U.S. District Judge Carlton Reeves today overturned Mississippi’s abortion law banning abortion after 15 weeks, writing that the lawmakers knew the law to be unconstitutional and that their “professed interest in ‘women’s health’ is pure gaslighting.”
Mississippi’s lawmakers “are proud to challenge [Roe v. Wade] but choose not to lift a finger to address the tragedies lurking on the other side of the delivery room: our alarming infant and maternal mortality rates,” Reeves wrote.
Federal abortion law is that it is legal until fetal viability, at 23 to 25 weeks. A fetus 15 weeks in gestation is not viable. Some women don’t even know they’re pregnant at 15 weeks gestation. The Mississippi law made no exceptions for rape or incest.
“The fact that men, myself included, are determining how women may choose to manage their reproductive health is a sad irony not lost on the Court,” Reeves wrote.
The judge said the legislation “is closer to the old Mississippi — the Mississippi bent on controlling women and minorities. The Mississippi that, just a few decades ago, barred women from serving on juries “so they may continue their service as mothers, wives, and homemakers.” … The Mississippi that, in Fannie Lou Hamer’s reporting, sterilized six out of ten black women in Sunflower County at the local hospital — against their will. … And the Mississippi that, in the early 1980s, was the last State to ratify the 19th Amendment — the authority guaranteeing women the right to vote.”
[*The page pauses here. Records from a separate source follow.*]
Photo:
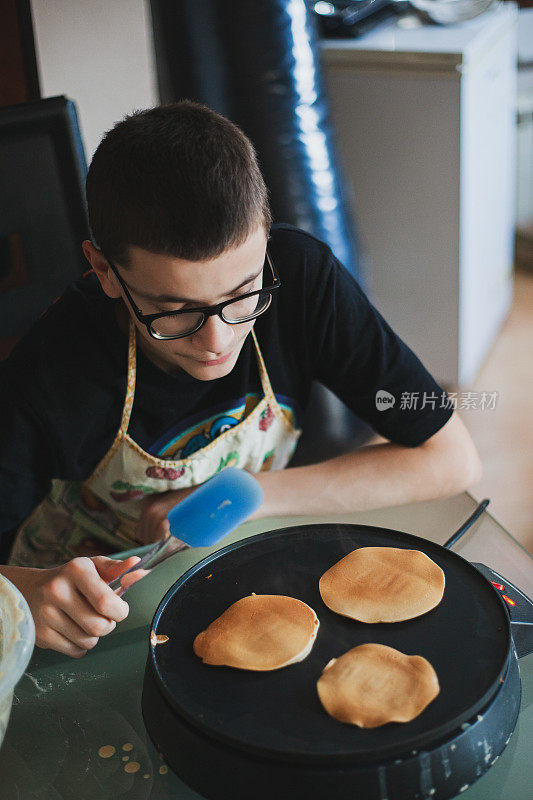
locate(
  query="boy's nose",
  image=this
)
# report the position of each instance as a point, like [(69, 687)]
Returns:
[(215, 337)]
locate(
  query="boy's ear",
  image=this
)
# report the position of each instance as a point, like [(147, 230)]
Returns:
[(103, 271)]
Arkansas legislators passed an even more limiting bill that would have made abortion illegal after 12 weeks of pregnancy. The U.S. Supreme Court upheld lower court decisions to throw out the law. And as in Mississippi, the lawmakers pretend their bills are drawn up with women’s health in mind. But, as the last legislative session’s bill to make the safest form of abortion illegal proves, the bills are nothing of the sort.